Voice of Experience: Jan Floyd-Douglass
By Elizabeth Harrin (London)
“I’ve always been a cold contactor,” says Jan Floyd-Douglass, when I ask her how she landed her top city jobs at Zurich and Barclays. “I find it’s much better to circumnavigate all the job ads.”
Jan started out with two job offers on the table: Lloyds and Citicorp and back in the ’70s took the lower paid role because Citi created “a hum” inside of her. It turned out to be a good choice. Over her fourteen years with Citi, she had seven different roles, ultimately ending up as Resident Vice President for mortgage sales.
The instinct for choosing a good job was still with her as she took a leap to join the first securitisied lending operation in the UK. “I loved the idea of recycling money,” she says. First Mortgage Securities headhunted Jan to join them and she saw her role as Head of Distribution and Channels as a chance to be a pioneer (and FMS didn’t do sub-prime).
Flexing Her Skill Set
Jan lost her job in the last recession and then found herself completely priced out of the market—something many veterans of the ’90s downturn can sympathise with. Setting up your own business when the economy is pear-shaped is a brave move, but Jan realised that she needed to use her existing abilities to cope with the changing times. “Build a skill set and flex it in different ways,” she advises.
Jan set up her own consultancy practice, working with financial services organisations and others to create and deliver effective growth and business development strategies, effectively helping companies come to terms with the whirlwind economy and pick themselves up again. It also provided her with the opportunity to work more flexibly, which was important with a young family.
When her daughter turned seven, she returned to the corporate world. She took a position with an HR services provider, but was soon headhunted again – this time to become the Global Sales Director for Barclays Private Bank. “It made me realise I love the big corporate canvas,” she says. “You can do things faster and with greater resources.”
The Barclays team was made up of people who had come up through the ranks and people fresh out of Oxbridge. Jan brought her considerable HR experience to the table. “It was a great lesson in team unification,” she says. “The key to managing people who don’t get on is to give them projects. The goal sublimates the relationship.” She had to find out what the blockers and barriers were, then work out how to overcome them. “You have to find ways to keep the team going,” she adds.

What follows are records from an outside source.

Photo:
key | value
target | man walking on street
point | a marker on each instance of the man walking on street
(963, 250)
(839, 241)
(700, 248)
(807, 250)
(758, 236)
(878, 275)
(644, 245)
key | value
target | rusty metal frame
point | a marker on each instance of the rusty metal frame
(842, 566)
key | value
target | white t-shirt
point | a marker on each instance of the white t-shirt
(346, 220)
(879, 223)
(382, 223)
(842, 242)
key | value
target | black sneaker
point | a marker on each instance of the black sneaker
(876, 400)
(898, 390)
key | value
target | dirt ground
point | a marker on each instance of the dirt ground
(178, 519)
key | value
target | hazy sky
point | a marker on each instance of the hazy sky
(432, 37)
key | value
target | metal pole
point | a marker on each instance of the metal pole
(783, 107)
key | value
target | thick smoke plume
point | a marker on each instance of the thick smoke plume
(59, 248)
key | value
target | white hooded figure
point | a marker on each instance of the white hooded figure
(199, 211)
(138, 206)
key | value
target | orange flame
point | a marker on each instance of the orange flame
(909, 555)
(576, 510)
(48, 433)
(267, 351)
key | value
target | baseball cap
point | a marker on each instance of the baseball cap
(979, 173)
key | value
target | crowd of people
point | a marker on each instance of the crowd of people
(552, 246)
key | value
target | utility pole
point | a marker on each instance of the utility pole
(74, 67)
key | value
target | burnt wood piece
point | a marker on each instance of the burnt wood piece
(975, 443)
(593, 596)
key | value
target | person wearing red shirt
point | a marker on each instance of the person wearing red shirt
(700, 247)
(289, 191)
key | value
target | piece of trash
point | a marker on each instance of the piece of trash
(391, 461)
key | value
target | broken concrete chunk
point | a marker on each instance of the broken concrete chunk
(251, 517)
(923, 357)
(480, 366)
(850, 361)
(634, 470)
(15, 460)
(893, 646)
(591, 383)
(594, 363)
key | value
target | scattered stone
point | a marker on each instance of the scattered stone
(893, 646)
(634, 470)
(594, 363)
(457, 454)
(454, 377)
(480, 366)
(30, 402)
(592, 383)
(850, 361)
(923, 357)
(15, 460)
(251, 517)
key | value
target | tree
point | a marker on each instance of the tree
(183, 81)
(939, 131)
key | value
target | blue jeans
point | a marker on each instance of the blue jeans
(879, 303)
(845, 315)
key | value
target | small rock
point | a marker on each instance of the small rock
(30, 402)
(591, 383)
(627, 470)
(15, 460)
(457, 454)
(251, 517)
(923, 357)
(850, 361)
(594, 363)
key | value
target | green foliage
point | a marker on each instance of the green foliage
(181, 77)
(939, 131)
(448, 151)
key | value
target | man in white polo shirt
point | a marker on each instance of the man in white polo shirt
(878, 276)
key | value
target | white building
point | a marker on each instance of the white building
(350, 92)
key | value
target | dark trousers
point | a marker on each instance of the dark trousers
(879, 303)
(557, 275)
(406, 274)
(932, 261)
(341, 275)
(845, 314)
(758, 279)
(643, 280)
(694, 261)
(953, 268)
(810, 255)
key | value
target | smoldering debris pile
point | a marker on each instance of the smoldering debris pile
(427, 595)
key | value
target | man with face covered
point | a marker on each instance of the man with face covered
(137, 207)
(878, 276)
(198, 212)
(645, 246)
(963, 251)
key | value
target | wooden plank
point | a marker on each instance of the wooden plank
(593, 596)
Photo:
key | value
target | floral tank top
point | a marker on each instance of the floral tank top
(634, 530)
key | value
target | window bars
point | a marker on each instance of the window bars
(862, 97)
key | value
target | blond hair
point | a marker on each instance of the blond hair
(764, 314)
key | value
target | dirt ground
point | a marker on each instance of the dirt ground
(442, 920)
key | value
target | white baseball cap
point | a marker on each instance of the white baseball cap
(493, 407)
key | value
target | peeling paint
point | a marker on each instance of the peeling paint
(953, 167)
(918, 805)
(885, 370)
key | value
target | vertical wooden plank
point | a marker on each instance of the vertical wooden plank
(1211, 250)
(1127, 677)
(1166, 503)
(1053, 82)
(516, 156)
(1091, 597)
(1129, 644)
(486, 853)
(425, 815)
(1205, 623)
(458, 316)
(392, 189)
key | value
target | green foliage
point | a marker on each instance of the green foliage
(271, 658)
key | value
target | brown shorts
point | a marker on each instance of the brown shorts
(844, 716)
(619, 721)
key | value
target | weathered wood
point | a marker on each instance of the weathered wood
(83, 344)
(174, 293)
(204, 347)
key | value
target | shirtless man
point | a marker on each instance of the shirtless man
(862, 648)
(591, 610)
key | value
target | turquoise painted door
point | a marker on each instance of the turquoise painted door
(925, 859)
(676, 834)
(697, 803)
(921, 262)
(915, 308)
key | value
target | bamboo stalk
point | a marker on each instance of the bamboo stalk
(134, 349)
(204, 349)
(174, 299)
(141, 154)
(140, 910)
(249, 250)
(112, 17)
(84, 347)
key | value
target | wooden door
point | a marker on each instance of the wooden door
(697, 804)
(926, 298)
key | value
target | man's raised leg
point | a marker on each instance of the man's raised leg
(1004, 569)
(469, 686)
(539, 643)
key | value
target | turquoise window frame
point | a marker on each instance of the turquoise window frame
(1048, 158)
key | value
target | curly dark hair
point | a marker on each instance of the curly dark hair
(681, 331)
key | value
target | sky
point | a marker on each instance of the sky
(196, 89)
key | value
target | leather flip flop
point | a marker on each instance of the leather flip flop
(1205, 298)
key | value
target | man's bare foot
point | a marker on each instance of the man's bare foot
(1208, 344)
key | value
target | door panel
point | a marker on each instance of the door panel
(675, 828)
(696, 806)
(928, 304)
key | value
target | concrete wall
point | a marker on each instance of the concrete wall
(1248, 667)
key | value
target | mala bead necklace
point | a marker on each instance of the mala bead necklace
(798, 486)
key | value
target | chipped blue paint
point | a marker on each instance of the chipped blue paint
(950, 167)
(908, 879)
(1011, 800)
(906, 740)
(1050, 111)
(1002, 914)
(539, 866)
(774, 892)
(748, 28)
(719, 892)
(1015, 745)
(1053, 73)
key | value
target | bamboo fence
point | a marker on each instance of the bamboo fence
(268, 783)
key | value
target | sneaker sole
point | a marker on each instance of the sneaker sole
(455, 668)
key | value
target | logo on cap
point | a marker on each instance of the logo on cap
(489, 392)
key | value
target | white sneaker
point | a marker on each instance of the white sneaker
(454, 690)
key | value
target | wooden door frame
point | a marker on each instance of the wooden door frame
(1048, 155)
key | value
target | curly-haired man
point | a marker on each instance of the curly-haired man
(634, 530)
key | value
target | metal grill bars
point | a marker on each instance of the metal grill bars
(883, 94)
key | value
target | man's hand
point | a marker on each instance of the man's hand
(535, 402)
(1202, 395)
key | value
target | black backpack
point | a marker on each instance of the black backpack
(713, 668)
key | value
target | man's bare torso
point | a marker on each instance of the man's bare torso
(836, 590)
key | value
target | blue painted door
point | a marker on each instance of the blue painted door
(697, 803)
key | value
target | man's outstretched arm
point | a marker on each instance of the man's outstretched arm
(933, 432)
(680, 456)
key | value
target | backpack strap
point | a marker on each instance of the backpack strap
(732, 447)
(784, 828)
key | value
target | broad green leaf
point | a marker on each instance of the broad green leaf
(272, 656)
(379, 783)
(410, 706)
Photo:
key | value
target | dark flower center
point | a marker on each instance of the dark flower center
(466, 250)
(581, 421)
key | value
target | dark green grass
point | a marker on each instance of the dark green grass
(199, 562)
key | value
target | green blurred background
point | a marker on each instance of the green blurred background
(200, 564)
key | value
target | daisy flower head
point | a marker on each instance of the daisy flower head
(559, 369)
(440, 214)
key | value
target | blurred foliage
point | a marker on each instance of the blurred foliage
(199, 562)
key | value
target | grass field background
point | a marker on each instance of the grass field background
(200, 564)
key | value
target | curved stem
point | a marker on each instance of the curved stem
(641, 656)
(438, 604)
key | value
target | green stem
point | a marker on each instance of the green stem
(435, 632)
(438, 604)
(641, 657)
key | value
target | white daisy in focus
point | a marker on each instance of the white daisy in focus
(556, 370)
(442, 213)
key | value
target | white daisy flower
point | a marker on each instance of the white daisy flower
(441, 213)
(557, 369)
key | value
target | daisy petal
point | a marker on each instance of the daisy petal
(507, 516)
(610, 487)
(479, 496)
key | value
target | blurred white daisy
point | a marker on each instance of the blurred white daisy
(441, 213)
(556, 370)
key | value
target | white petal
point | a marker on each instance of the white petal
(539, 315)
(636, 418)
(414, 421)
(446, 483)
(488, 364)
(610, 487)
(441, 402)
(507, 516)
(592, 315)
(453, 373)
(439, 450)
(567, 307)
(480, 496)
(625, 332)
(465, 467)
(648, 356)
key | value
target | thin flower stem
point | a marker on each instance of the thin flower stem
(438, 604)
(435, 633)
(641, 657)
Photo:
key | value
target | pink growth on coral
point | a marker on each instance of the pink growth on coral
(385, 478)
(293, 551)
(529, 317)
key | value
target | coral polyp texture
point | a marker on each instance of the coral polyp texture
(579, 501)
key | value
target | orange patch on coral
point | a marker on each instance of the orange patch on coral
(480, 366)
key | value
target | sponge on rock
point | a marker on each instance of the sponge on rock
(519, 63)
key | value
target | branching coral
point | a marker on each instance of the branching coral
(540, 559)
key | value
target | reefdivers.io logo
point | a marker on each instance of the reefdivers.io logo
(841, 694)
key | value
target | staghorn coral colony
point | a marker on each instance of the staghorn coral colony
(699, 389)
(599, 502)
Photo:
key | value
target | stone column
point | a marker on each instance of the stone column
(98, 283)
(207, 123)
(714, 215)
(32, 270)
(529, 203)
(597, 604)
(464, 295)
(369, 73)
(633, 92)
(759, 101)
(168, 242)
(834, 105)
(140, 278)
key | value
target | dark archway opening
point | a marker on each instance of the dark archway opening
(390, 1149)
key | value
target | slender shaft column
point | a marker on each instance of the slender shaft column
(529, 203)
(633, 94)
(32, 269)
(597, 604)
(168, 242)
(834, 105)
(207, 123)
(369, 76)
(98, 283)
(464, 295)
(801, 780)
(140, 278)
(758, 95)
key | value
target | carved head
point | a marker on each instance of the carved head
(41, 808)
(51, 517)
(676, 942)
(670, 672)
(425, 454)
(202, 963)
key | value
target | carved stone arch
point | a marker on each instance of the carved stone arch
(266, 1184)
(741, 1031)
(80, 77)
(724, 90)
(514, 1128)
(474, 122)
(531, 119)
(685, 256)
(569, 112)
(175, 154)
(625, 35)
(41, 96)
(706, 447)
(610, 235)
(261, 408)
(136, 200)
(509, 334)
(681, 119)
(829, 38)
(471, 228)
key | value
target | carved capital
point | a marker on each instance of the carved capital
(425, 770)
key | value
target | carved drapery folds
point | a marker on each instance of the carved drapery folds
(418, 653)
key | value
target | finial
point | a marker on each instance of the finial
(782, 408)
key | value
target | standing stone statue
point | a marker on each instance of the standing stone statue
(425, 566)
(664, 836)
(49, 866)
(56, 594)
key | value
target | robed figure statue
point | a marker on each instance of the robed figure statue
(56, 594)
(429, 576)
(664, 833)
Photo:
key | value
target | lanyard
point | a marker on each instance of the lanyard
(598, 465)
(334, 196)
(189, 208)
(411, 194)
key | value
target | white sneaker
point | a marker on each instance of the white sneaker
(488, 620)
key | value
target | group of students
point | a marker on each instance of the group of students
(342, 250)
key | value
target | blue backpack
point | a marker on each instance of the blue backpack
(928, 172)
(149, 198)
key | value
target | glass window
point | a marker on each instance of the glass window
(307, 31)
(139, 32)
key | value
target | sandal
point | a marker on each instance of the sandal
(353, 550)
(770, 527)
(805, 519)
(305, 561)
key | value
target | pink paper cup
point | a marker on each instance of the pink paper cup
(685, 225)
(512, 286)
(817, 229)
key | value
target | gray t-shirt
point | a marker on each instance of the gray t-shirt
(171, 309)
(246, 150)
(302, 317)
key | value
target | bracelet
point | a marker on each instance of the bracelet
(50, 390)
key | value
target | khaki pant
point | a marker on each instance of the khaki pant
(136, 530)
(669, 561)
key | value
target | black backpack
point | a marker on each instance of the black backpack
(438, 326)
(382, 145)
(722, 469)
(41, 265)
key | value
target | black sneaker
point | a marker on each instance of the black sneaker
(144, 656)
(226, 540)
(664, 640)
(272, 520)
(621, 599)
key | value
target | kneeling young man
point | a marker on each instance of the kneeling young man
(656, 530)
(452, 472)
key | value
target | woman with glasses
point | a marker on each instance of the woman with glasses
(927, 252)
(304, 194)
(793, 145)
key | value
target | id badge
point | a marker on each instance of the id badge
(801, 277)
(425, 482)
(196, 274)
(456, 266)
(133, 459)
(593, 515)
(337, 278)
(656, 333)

A six-month contract turned into two years and an increase in assets under management of 46%. Then Barclays presented another challenge. How would she like to manage the merger of the international and private banking divisions of Barclays Wealth?
Jan says that her boss thought it “irrelevant” that she had never managed a merger before. He knew that she was someone who delivered results, and that was the key thing. “I spent that Sunday in bed with a two thousand line project plan,” she says. “I identified everything it had to cover and then I prioritised them.”
One of the hardest parts of any merger is the fact that when you remove overlap you also remove jobs. “If you are the one left behind you’re thinking, ‘great, more work’,” Jan says. She tackled this by giving the consolidated team things to do to stop the worrying. They started to think about how they would run the organisation if they could start from nothing. As a group, they identified what things could go, and a lot of meetings suddenly became redundant. That freed up people’s time, so they were no longer concerned about all the extra work – it slotted in to where those meetings used to be. No one was overworked and everyone felt bought in to the new structure.
Advice for Women Aiming for the Top
At Barclays, Jan won four awards for women’s initiatives and her equality and diversity work. “There’s an element of me that likes altruism,” Jan says. “It’s really important to me to give something back.”
Jan’s latest role was as head of corporate pensions at Zurich, a job she nabbed by working out where she wanted to be and what she had to offer. She identified a gap at Zurich with their distribution channels, and approached them offering her skills. “Make sure that you are seen and heard – obviously for the right reasons,” she advises, adding “I was.”
She has some other words of wisdom for women aiming for the top. Although it might seem obvious, many women fail to do it: be a high performer and make sure that people are aware of your successes. “You’ve got to get a qualification – get a degree,” Jan adds, “and stay with quality.”